Site Reliability Engineering - Technical Duty Officer
Location: San Diego, CA
This position reports to the Manager of Technical Duty Officers in AMS. ServiceNow is changing the way people work. With a service-orientation toward the activities, tasks and processes that make up day-to-day work life, we help the modern enterprise operate faster and be more scalable than ever before.We're disruptive. We work hard but try not to take ourselves too seriously. We are highly adaptable and constantly evolving. We are passionate about our product, and we live for our customers. We have high expectations and a career at ServiceNow means challenging yourself to always be better.
Who is the TDO?:
The Technical Duty Officer (TDO) team provides leadership to a talented Site Reliability Engineering (SRE) group to keep our worldwide cloud service available. We advance training and give support to the operations teams on all issues impacting our infrastructure. The TDO engages in robust communication across the organization to drive necessary changes and execute initiatives with rigorous determination.
What you get to do in this role?:
Leverage your extensive system, network, and database skills to provide technical leadership for a team of on-site engineers who are responsible for the availability and performance of ServiceNow's cloud platform.
Lead as the crisis manager during all major outages, and provide technical input to the teams engaged in remediation.
Drive organization-wide change by participating in post-incident reviews, approving new architectural designs, and establishing strong relationships by working with many cross-functional teams.
Make operations more effective by continually training and mentoring the team on all aspects of the operational environment.
Build requirements for new procedures and automations and verify that these new services meet our needs before getting released to the production environment.
Coordinate all recovery efforts to provide rapid relief and resolution to any issue that could be impacting the operational environment.

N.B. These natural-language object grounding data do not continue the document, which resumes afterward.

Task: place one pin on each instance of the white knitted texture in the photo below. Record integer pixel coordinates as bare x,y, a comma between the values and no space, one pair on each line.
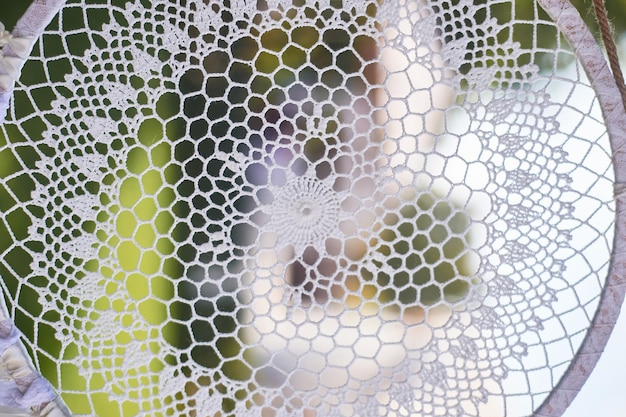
303,209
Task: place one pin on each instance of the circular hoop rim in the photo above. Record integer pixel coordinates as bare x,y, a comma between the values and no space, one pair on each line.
588,52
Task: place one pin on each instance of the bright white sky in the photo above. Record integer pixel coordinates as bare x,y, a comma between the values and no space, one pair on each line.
603,395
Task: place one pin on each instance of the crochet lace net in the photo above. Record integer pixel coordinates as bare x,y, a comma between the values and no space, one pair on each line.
303,208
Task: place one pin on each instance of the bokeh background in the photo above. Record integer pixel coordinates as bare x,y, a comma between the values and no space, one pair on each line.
603,394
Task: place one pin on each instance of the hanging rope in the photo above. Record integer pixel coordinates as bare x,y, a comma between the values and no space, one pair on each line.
611,49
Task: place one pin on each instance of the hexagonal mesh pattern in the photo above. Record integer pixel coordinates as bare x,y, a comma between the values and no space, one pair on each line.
332,208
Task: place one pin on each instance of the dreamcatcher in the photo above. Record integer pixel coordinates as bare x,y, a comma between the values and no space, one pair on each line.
292,208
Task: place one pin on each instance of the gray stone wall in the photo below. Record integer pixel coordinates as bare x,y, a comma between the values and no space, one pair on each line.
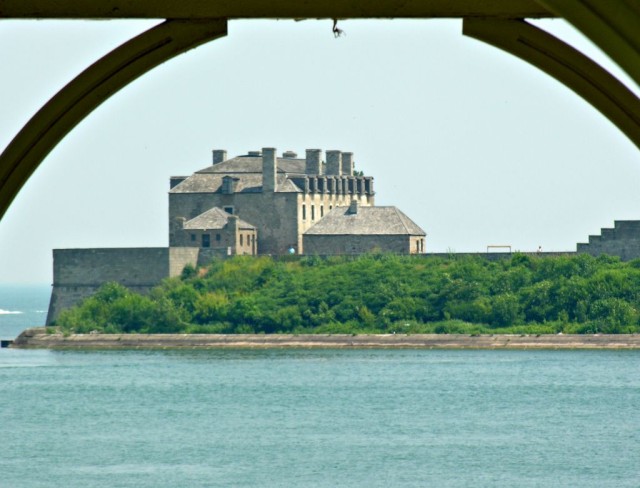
356,244
275,215
79,273
622,240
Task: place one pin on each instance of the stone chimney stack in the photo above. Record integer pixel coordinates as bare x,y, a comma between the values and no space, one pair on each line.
347,164
219,155
313,162
334,163
269,169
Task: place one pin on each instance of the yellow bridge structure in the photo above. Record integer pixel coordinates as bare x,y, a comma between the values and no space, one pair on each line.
613,25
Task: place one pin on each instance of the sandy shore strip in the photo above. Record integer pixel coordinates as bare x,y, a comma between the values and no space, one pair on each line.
40,338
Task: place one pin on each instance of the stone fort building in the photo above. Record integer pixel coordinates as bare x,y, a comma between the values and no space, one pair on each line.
256,203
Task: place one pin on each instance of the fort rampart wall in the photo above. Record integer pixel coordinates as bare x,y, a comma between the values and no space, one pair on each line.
79,273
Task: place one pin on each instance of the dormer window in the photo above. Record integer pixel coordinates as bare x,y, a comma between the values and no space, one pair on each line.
229,185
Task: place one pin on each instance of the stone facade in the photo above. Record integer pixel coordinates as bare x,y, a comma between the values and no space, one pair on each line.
356,230
281,197
256,203
78,273
219,230
622,240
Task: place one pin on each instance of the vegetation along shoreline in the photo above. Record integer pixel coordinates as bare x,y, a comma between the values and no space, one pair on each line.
45,338
376,294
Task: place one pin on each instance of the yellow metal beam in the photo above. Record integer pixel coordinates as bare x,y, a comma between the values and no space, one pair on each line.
614,26
283,9
569,66
92,87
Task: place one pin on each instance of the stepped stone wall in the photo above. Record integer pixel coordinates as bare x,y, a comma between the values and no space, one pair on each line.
622,240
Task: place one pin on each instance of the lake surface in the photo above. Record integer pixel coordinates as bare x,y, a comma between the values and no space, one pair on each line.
22,306
317,418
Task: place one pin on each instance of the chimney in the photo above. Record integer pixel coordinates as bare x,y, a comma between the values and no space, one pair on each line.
269,169
232,223
219,155
347,164
313,165
334,163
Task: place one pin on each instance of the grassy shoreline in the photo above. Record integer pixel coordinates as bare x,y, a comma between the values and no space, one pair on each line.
40,338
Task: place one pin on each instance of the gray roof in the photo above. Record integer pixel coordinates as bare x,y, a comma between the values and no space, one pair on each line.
367,221
253,164
247,183
214,219
247,170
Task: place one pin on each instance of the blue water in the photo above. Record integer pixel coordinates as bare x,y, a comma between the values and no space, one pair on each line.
319,418
22,306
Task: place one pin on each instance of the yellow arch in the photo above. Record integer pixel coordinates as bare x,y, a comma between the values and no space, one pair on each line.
92,87
613,26
569,66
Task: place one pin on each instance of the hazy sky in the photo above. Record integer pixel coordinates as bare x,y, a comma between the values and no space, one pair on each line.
476,146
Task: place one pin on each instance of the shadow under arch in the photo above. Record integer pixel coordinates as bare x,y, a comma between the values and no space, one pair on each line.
610,25
92,87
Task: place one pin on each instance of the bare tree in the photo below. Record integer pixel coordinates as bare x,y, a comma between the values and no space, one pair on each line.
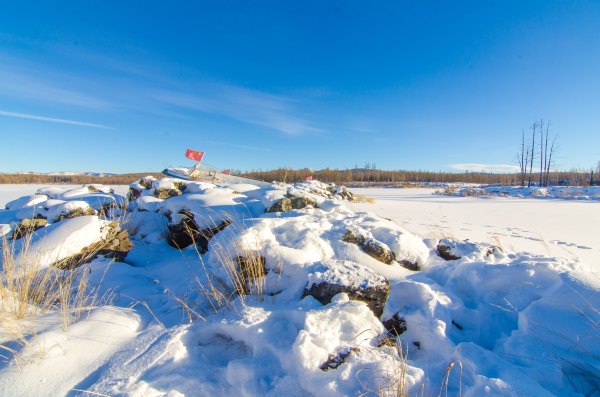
532,155
523,160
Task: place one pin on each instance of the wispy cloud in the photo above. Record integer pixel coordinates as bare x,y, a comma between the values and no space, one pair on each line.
23,81
51,119
246,147
249,106
501,168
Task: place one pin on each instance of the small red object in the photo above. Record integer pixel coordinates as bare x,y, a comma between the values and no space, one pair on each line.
194,155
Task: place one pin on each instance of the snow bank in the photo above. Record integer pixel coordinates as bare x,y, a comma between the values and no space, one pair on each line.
60,241
551,192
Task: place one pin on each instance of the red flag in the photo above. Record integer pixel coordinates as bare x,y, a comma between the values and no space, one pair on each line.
194,155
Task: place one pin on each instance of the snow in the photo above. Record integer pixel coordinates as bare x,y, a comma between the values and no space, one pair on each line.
555,228
58,241
550,192
513,320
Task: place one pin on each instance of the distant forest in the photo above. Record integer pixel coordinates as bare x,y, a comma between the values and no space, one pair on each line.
121,179
352,177
366,176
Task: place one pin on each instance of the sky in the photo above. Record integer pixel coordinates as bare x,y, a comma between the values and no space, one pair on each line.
120,87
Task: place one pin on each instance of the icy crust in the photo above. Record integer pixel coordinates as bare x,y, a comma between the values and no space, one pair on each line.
348,274
551,192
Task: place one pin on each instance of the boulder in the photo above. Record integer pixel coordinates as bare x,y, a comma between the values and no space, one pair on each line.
187,232
28,226
164,194
116,244
335,360
359,282
302,202
250,268
283,205
395,325
371,247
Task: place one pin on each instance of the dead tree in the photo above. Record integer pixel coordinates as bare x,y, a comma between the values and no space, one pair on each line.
531,157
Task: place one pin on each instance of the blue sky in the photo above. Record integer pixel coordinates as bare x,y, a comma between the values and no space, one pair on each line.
128,86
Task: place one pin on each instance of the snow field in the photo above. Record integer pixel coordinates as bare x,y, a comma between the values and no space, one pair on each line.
518,324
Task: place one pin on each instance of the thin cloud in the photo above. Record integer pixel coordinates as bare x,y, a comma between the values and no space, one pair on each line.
51,119
242,104
500,168
246,147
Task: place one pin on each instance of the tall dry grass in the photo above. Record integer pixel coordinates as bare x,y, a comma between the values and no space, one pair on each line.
29,291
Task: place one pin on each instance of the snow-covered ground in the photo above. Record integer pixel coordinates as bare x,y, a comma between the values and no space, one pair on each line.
9,192
552,227
551,192
294,290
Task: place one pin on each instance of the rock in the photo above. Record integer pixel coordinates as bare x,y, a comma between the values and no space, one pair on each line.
187,232
250,268
28,226
115,245
405,263
446,250
146,182
344,193
371,247
302,202
335,360
164,194
453,250
395,325
283,205
359,282
134,193
75,213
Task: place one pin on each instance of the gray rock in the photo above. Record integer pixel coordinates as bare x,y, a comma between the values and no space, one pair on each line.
283,205
359,282
28,226
302,202
371,247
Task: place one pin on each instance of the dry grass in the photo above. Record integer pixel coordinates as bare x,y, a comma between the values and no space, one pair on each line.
28,291
241,273
359,198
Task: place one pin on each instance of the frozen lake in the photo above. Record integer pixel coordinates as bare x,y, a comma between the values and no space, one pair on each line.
565,228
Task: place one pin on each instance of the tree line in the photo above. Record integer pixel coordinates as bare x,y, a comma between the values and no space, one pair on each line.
398,177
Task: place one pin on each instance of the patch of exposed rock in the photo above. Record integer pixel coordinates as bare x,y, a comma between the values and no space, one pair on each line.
28,226
116,244
371,247
283,205
335,360
187,232
76,212
302,202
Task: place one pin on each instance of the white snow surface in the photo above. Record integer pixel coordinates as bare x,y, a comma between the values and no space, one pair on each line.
507,322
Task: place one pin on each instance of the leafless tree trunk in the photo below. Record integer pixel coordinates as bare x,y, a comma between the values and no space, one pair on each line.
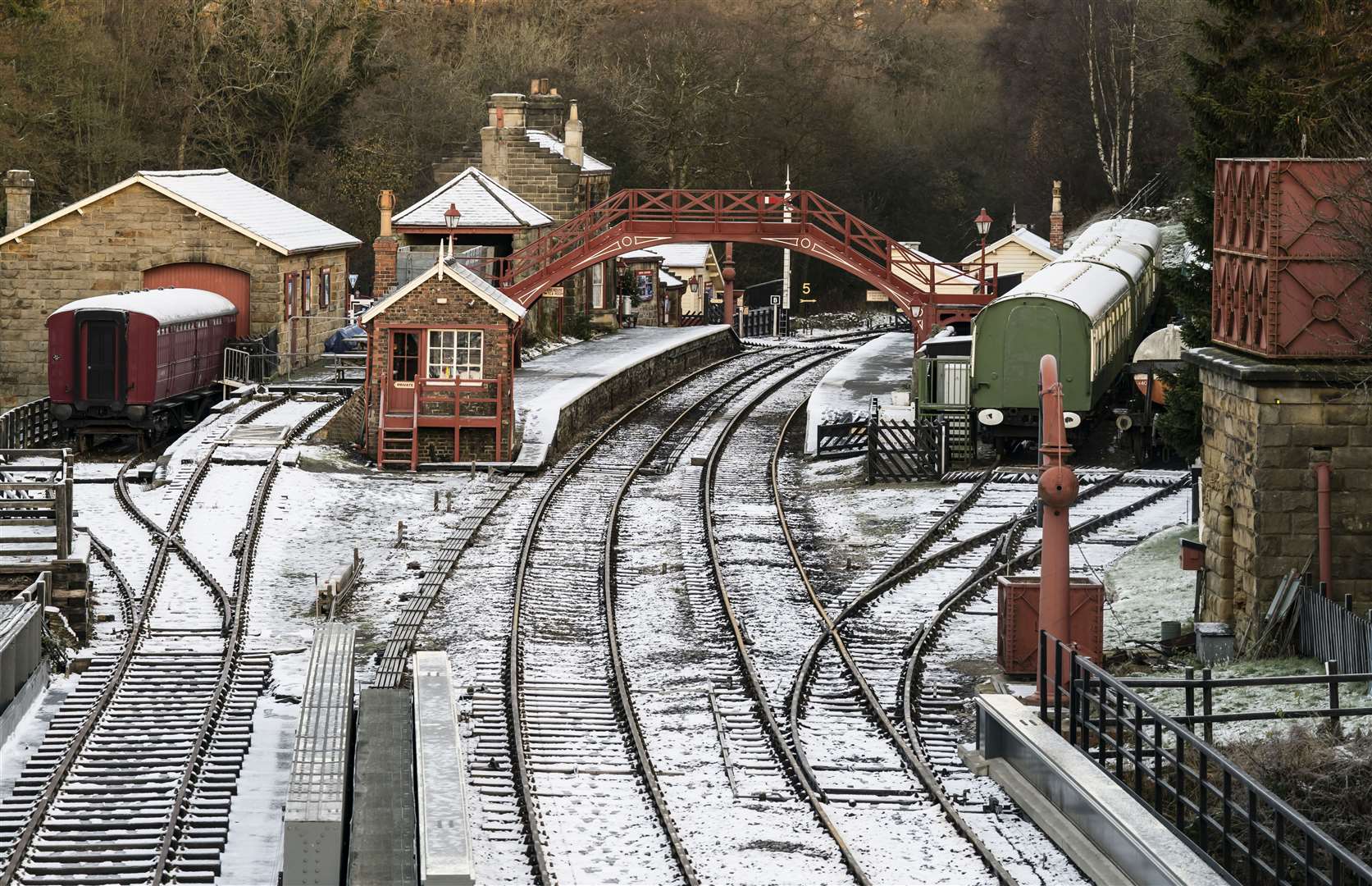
1110,43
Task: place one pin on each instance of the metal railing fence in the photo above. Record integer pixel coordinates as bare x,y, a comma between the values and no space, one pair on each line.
1245,830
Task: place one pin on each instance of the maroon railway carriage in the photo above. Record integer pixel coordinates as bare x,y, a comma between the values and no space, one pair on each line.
144,359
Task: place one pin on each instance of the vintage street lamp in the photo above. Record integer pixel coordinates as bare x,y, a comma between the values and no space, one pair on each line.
982,222
452,216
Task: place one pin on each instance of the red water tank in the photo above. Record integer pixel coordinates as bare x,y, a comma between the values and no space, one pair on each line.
1284,280
1017,624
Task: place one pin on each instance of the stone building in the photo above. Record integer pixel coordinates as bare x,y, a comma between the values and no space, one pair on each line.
440,372
1267,426
532,146
491,222
209,230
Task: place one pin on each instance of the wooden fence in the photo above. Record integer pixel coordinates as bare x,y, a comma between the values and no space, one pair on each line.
30,426
906,450
1333,631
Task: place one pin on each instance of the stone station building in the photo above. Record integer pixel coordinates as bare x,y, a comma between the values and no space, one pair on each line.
285,269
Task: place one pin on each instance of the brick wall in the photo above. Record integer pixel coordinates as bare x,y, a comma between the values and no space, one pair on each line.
107,249
422,308
1260,441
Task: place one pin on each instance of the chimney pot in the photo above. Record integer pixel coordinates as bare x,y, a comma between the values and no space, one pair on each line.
18,192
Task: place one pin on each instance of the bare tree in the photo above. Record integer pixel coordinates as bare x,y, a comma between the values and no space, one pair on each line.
1110,48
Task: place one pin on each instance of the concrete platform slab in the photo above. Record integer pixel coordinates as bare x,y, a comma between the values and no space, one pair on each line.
383,829
844,394
546,390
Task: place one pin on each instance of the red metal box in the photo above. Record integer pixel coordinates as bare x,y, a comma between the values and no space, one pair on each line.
1017,622
1286,281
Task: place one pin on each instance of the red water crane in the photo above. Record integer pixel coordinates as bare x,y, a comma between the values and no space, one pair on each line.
1057,493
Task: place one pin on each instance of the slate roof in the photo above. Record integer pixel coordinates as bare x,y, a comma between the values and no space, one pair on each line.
232,202
1023,238
682,254
483,202
554,144
453,267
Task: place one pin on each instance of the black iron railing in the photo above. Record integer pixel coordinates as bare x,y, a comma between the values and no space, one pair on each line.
1245,830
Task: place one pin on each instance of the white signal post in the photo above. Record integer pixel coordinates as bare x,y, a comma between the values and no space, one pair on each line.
785,265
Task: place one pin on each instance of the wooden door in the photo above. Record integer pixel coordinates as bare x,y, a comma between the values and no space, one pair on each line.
230,283
405,371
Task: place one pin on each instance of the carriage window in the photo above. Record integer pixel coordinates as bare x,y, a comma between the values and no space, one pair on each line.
405,355
454,354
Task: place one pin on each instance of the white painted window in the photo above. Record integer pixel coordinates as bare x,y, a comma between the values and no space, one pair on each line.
599,285
454,354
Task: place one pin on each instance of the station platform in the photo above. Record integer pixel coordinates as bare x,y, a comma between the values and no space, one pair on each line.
558,394
876,369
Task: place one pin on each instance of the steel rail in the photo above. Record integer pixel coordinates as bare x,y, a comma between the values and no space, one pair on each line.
958,597
519,757
608,591
874,706
234,642
752,678
138,631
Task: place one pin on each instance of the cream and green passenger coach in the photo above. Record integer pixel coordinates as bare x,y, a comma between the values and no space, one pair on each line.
1088,308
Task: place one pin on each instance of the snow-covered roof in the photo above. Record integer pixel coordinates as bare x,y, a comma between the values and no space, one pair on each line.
1023,238
554,144
169,304
482,200
464,276
232,202
1106,261
683,254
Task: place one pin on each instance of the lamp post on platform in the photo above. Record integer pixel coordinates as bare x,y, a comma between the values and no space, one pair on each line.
452,216
982,222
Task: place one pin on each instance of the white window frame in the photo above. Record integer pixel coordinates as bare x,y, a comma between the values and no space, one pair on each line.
599,287
448,354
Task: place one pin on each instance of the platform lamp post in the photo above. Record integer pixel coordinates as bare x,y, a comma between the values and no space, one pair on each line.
453,216
982,222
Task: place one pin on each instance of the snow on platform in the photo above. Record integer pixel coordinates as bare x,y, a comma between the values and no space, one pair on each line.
549,384
874,369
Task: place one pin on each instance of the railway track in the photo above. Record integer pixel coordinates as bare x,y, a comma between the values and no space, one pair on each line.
134,779
571,719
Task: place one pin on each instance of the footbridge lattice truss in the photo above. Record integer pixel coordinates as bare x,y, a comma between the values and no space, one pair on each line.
928,291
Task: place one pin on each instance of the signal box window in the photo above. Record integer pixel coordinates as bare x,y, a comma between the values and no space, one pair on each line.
454,354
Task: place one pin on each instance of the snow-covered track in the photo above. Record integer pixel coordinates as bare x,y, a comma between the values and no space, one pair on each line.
925,708
777,730
134,777
568,706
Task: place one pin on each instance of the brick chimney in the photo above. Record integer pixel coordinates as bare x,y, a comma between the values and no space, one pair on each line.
385,249
18,190
545,108
575,153
1055,218
505,112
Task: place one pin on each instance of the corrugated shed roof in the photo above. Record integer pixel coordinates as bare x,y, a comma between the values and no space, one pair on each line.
482,200
558,146
250,208
683,254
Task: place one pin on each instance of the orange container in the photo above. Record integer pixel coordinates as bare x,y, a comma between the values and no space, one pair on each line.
1017,622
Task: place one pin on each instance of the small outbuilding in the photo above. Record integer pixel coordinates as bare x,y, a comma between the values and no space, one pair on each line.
283,269
440,371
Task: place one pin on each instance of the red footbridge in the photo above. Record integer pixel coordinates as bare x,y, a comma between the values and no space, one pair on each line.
928,291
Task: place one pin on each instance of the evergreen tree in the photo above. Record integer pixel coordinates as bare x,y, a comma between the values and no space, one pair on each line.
1275,79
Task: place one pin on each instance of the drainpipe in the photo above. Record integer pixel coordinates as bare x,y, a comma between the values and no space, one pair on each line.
1057,491
1321,477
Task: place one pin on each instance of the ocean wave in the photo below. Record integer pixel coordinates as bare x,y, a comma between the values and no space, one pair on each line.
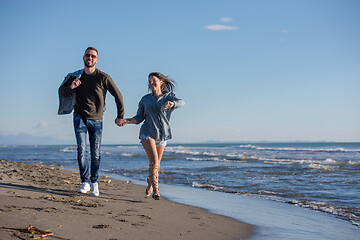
213,159
69,149
299,149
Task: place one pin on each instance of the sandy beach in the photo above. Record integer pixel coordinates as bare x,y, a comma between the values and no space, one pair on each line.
40,201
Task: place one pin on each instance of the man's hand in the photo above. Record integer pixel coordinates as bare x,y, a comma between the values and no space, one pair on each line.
120,122
169,104
75,83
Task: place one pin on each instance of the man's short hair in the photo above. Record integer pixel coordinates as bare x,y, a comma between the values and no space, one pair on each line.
92,48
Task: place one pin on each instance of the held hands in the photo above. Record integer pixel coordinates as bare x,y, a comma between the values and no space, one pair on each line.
120,122
75,83
169,104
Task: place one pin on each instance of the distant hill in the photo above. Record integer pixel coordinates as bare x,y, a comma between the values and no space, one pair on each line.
28,139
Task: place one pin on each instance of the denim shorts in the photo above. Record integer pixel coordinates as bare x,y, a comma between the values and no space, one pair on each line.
157,142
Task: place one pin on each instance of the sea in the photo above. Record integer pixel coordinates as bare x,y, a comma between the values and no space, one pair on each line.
321,177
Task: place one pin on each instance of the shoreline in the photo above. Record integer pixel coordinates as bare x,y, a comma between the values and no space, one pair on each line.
45,197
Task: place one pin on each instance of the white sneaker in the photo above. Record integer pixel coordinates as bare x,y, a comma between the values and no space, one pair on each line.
95,189
85,187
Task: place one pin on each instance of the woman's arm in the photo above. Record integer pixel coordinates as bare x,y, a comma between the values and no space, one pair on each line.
131,121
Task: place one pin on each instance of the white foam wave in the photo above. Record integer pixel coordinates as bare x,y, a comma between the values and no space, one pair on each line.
300,149
69,149
212,159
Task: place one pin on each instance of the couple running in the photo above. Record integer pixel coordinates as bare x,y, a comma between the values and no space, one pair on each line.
84,92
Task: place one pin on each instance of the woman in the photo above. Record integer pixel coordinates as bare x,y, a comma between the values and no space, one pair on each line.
156,108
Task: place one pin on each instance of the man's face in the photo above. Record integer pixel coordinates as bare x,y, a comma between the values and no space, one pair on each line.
90,58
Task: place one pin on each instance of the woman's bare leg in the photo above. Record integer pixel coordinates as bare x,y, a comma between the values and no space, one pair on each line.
154,154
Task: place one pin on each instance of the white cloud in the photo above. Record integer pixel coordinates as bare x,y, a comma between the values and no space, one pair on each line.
42,124
218,27
226,19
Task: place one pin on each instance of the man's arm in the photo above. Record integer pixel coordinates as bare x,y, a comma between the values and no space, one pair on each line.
111,87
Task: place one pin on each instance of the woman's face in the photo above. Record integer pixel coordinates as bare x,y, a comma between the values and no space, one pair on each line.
155,83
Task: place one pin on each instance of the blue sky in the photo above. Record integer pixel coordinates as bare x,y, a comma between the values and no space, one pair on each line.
255,70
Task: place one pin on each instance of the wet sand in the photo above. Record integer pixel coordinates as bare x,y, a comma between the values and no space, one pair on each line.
40,201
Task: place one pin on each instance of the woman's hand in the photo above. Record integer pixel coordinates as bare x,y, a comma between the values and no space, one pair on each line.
169,104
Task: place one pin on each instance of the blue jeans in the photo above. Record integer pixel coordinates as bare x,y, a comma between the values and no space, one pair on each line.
94,127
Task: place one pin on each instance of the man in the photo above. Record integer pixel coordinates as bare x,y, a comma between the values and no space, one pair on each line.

What should you know to be successful?:
An in-depth understanding of the technology associated with operating a service or platform in the cloud, including datacenters, systems, networks, load balancers, applications, and relational databases.
Familiarity with Networking technologies such as routing, switching, DNS, load balancing, and CDN.
Working knowledge of BASH, Python, Perl or other scripting languages.
Experience with MariaDB/MySQL configuration, SQL query analysis, and database performance techniques.
Solid *nix systems administration, network administration and application layer experience.
Excellent collaboration skills across diverse cross-functional teams.
Proven abilities to effectively promote your ideas and obtain buy-in from stakeholders.
Meticulous analytical skills to identify and understand the root cause of critical issues.
3-5 years of technical leadership experience.
Bachelor's degree in Computer Science or Information Systems or equivalent technical discipline, or similar work experience in an enterprise 24/7 production environment supporting critical, real-time applications.
Strong understanding of Internet protocols, web technologies, and operating systems.
More about this role:
We provide competitive compensation, generous benefits, and a professional atmosphere. This is a very collaborative and inclusive work environment where individuals with a strong aptitude will have an opportunity to grow their professional careers through working with some of the most advanced technology in the industry.